Башилов был высокий насмешливый офицер. Говорил он охотно и много. Перед тем как сказать что-нибудь острое, он долго и беззвучно смеялся. До призыва в армию Башилов работал помощником режиссера в кино. Каждый вечер он подробно рассказывал соседям по палате о фильмах. Раненые любили рассказы Башилова, ждали их и удивлялись его памяти. В своих оценках людей, событий, книг Башилов был резок, очень упрям и высмеивал хитро – намеками, шутками, – и высмеянный обыкновенно только через час-два спохватывался, соображал, что Башилов его обидел, и придумывал ядовитый ответ. Но отвечать, конечно, было уже поздно.

За день до отъезда Кузьмина Башилов передал ему письмо для своей жены, и впервые на лице у Башилова Кузьмин заметил растерянную улыбку. А потом ночью Кузьмин слышал, как Башилов ворочался на койке и сморкался. «Может быть, он и не такой уж сухарь, – подумал Кузьмин. – Вот, кажется, плачет. Значит, любит.
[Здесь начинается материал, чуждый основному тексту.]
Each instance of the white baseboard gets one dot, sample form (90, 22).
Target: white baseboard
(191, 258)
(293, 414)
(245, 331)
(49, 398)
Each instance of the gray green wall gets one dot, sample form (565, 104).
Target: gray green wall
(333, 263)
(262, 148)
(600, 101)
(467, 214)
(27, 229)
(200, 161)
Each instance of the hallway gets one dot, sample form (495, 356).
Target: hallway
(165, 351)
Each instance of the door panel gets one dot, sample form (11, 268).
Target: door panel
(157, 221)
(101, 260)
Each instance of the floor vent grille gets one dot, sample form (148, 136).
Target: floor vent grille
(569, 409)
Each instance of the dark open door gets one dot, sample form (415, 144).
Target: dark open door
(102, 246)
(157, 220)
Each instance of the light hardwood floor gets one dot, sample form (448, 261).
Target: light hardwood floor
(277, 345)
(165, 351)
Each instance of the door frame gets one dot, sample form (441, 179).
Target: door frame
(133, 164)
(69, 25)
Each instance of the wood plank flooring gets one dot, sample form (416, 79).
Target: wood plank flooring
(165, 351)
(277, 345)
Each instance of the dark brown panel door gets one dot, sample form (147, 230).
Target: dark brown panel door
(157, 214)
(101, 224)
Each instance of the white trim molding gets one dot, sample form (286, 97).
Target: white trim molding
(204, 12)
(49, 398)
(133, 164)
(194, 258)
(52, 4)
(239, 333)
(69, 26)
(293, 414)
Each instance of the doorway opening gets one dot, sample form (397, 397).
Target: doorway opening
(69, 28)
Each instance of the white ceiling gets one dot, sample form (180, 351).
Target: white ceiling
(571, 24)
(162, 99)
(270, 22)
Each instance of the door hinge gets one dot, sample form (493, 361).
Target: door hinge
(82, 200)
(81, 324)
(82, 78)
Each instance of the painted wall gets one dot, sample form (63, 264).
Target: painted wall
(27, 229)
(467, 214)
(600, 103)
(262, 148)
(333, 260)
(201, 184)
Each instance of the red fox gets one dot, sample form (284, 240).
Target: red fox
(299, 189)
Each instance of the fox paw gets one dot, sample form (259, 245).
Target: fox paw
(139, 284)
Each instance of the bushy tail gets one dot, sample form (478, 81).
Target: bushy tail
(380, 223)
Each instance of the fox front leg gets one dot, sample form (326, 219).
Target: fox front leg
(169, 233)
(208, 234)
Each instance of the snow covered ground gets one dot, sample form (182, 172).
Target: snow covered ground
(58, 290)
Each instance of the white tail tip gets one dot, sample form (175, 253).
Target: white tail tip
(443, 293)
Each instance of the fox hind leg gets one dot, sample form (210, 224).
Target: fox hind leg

И любит сильно».

Весь следующий день Башилов не отходил от Кузьмина, поглядывал на него, подарил свою флягу, а перед самым отъездом они выпили вдвоем бутылку припрятанного Башиловым вина.

– Что вы на меня так смотрите? – спросил Кузьмин.

– Хороший вы человек, – ответил Башилов. – Вы могли бы быть художником, дорогой майор.

– Я топограф, – ответил Кузьмин, – а топографы по натуре те же художники.

– Почему?

– Бродяги, – неопределенно ответил Кузьмин.

– «Изгнанники, бродяги и поэты, – насмешливо продекламировал Башилов, – кто жаждал быть, но стать ничем не смог».

– Это из кого?

– Из Волошина. Но не в этом дело. Я смотрю на вас потому, что завидую. Вот и все.

– Чему завидуете?

Башилов повертел стакан, откинулся на спинку стула и усмехнулся. Сидели они в конце госпитального коридора у плетеного столика. За окном ветер гнул молодые деревья, шумел листьями, нес пыль. Из-за реки шла на город дождевая туча.

– Чему завидую? – переспросил Башилов и положил свою красную руку на руку Кузьмина. – Всему. Даже вашей руке. И не левой. А именно правой.

– Ничего не понимаю, – сказал Кузьмин и осторожно убрал свою руку. Прикосновение холодной руки Башилова было ему неприятно. Но чтобы Башилов этого не заметил, Кузьмин взял бутылку и начал наливать вино.

– Ну, и не понимайте! – ответил Башилов сердито.

Он помолчал и заговорил, опустив глаза:

– Если бы мы могли поменяться местами! Но в общем, все это чепуха! Через два дня вы будете в Наволоках. Увидите Ольгу Андреевну. Она пожмет вам руку. Вот я и завидую. Теперь-то вы понимаете?